Durante muchos años la cuestión de la seguridad ciudadana y el aumento de la delincuencia constituyó una baza política capaz de marcar las distancias entre una izquierda comprometida en la defensa de las garantías de cualquier ciudadano, aun sospechoso de criminalidad, y una derecha dispuesta a imponer criterios mucho más pragmáticos y utilitaristas en favor del ciudadano medio. Probablemente tal dicotomía tuvo un sentido claro cuando España era un ámbito en el que la carta de ciudadanía apenas nos daba más cosa que el documento nacional de identidad, y cuando incluso los países más conservadores del mundo occidental podían enseñarnos -con orgullo por su parte y pasmo por el nuestro- las garantías constitucionales y la normativa capaz de asegurar, dentro de los siempre imprecisos límites que jalonan estos asuntos, la teoría de la precisa imparcialidad ante la ley. Pero la situación, por fortuna, es ahora muy otra. España se encuentra en cabeza en cuanto a los reconocimientos formales de los derechos del ciudadano y, en consecuencia, ya no tiene sentido su reivindicación política, aun cuando sí pueda sostenerse la necesidad de acciones encaminadas a obligar a que la ley se aplique y cumpla en sus más puntuales términos.
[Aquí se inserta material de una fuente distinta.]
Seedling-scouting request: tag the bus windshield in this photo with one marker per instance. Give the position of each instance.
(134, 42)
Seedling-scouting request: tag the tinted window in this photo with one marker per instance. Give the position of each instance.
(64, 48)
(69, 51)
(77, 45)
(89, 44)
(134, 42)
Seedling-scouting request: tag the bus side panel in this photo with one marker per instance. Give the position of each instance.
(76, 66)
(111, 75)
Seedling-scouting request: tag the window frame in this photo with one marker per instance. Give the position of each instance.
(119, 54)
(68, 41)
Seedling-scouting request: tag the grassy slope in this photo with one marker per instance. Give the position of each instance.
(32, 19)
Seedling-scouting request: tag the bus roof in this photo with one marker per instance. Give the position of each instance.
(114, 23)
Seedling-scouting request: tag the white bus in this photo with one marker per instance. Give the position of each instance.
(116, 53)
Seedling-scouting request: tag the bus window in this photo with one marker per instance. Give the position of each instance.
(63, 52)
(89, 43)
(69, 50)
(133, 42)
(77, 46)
Pero esa es harina de otro costal, de un costal un tanto ajeno al verdadero-problema que se está colando de rondón en la cabeza de muchos españoles. ¿Es contradictorio, acaso, el aceptar y exigir respeto legal y aun constitucional a todas las personas que, habiendo delinquido, no han sido aún juzgadas y condenadas y, simultáneamente, aceptar y exigir una labor preventiva y punitiva lo bastante eficaz como para disminuir las alarmantes cotas actuales de delincuencia? Yo creo que no y, en estas líneas de ahora, estoy pidiendo algo así como una ley de garantías para el inseguro.
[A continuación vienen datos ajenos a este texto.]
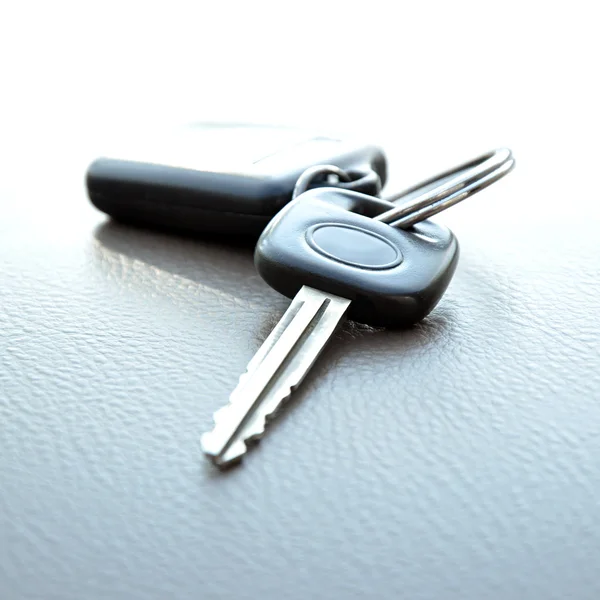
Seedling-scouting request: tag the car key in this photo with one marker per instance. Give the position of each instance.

Me gustaría olvidar, por un momento, el cómodo recurso a la interpretación sociológica. Ya sabemos que el paro genera delincuencia y que las drogas rematan la jugada. Quizá acabando con las "causas últimas" evitáramos de raíz cuanto hoy sucede, pero tal supuesto pienso que resulta utópico en nuestro trance actual. La cuestión, nada académica, que se plantea es la de la forma de poder evitarse no aquel penoso y lamentable mal último, sino estas sus patentes consecuencias. La verdad es que surge de inmediato una alternativa que debería llevarnos a la meditación ya que: o bien puede evitarse en unos amplios porcentajes el clima de deterioro de la convivencia dentro de los marcos legales y constitucionales, o tal cosa no resulta posible.
Huelga mantener que la verdadera fuente de enfrentamiento político, esta vez entre constitucionalistas de izquierdas y derechas, al alimón y unidos, y partidarios del golpismo y la involución, descansa en gran medida en la respuesta que haya de darse al dilema. Estamos empeñados, todos los que creemos en las superiores virtudes de la Constitución, en la idea de que sí hay soluciones internas, pero, lamentablemente, no parecen brillar, con el fulgor que quisiéramos, las excelencias de los resultados. Aun cuando España esté aún lejos de la ley de la selva (tampoco sería admisible fingir lo contrario) hay síntomas evidentes de que resulta imprescindible arbitrar los medios para que, en la línea de la Constitución y sin salirse ni un ápice de cuanto allí se manda, se pueda mejorar el clima de la calle. No es preciso citar estadísticas, ni arbitrar encuestas. A veces basta con un pequeño ejercicio de fenomenología. El que sugiere, por ejemplo, el hecho de que un niño de 10 años mate a una muchacha porque no quiso darle un duro.